3. In der Folge tritt dieses Übereinkommen für jedes Mitglied sechs Monate nach der Eintragung seiner Ratifikation in Kraft.



Artikel 14

1. Jedes Mitglied, das dieses Übereinkommen ratifiziert hat, kann es nach Ablauf von zehn Jahren, gerechnet von dem Tag, an dem es zum ersten Mal in Kraft getreten ist, durch Anzeige an den Generaldirektor des Internationalen Arbeitsamtes kündigen. Die Kündigung wird von diesem eingetragen. Ihre Wirkung tritt erst ein Jahr nach der Eintragung ein.

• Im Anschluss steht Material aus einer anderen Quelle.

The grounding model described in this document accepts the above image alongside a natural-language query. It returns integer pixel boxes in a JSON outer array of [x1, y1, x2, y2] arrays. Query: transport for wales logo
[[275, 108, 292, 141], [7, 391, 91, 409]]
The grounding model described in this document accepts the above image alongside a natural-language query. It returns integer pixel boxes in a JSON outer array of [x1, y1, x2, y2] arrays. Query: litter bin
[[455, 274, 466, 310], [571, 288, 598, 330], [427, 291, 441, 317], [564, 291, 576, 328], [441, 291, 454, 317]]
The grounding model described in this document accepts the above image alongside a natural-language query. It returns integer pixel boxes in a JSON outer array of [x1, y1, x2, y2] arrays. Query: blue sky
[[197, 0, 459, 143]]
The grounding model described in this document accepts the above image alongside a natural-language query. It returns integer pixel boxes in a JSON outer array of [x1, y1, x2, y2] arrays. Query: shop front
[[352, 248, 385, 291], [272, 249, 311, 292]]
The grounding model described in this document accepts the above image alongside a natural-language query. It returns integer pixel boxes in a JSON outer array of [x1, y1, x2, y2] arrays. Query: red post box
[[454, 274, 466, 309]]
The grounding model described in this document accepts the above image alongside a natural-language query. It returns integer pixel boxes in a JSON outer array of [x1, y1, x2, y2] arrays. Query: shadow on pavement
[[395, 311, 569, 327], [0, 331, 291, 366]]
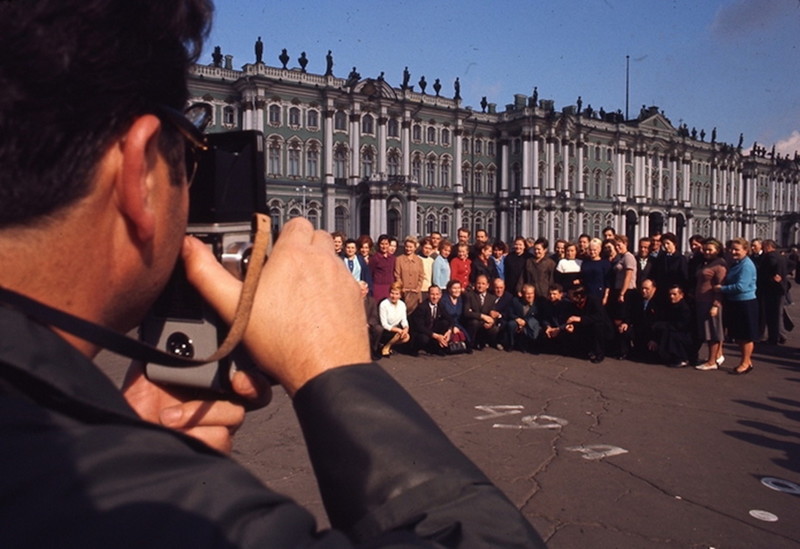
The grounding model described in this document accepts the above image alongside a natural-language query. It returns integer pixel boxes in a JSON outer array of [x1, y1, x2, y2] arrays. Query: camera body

2. Jedes Mitglied, das dieses Übereinkommen ratifiziert hat und innerhalb eines Jahres nach Ablauf des im vorigen Absatz genannten Zeitraumes von zehn Jahren von dem in diesem Artikel vorgesehenen Kündigungsrecht keinen Gebrauch macht, bleibt für einen weiteren Zeitraum von zehn Jahren gebunden. In der Folge kann es dieses Übereinkommen jeweils nach Ablauf eines Zeitraumes von zehn Jahren nach Maßgabe dieses Artikels kündigen.



Artikel 15

1. Der Generaldirektor des Internationalen Arbeitsamtes gibt allen Mitgliedern der Internationalen Arbeitsorganisation Kenntnis von der Eintragung aller Ratifikationen und Kündigungen, die ihm von den Mitgliedern der Organisation mitgeteilt werden.

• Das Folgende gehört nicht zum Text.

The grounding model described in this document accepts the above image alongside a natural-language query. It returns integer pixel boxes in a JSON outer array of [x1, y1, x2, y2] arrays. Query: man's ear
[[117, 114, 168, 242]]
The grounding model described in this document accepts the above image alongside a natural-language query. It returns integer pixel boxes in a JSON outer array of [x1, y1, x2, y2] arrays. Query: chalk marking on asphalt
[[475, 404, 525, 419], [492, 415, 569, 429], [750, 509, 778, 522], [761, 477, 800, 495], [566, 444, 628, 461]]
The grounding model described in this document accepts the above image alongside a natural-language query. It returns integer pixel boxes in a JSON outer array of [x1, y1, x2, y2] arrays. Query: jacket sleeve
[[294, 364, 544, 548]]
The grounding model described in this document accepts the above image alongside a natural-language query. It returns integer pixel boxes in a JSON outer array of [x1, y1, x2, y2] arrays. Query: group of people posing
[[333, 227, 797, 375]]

2. Der Generaldirektor wird die Mitglieder der Organisation, wenn er ihnen von der Eintragung der letzten für das Inkrafttreten des Übereinkommens notwendigen Ratifikation Kenntnis gibt, auf den Zeitpunkt aufmerksam machen, in dem dieses Übereinkommen in Kraft tritt.



Artikel 16

Der Generaldirektor des Internationalen Arbeitsamtes übermittelt dem Generalsekretär der Vereinten Nationen zwecks Eintragung nach Artikel 102 der Charta der Vereinten Nationen vollständige Auskünfte über alle von ihm nach Maßgabe der vorausgehenden Artikel eingetragenen Ratifikationen und Kündigungen.



Artikel 17

Der Verwaltungsrat des Internationalen Arbeitsamtes hat, sooft er es für nötig erachtet, der Allgemeinen Konferenz einen Bericht über die Durchführung dieses Übereinkommens zu erstatten und zu prüfen, ob die Frage seiner gänzlichen oder teilweisen Abänderung auf die Tagesordnung der Konferenz gesetzt werden soll.



Artikel 18

1. Nimmt die Konferenz ein neues Übereinkommen an, welches das vorliegende Übereinkommen ganz oder teilweise abändert, und sieht das neue Übereinkommen nichts anderes vor, so gelten folgende Bestimmungen:

a) Die Ratifikation des neugefaßten Übereinkommens durch ein Mitglied schließt ohne weiteres die sofortige Kündigung des vorliegenden Übereinkommens in sich ohne Rücksicht auf Artikel 14, vorausgesetzt, daß das neugefaßte Übereinkommen in Kraft getreten ist.

b) Vom Zeitpunkt des Inkrafttretens des neugefaßten Übereinkommens an kann das vorliegende Übereinkommen von den Mitgliedern nicht mehr ratifiziert werden.

2. Indessen bleibt das vorliegende Übereinkommen nach Form und Inhalt jedenfalls in Kraft für die Mitglieder, die dieses, aber nicht das neugefaßte Übereinkommen ratifiziert haben.



Artikel 19

Der französische und der englische Wortlaut dieses Übereinkommens sind in gleicher Weise maßgebend.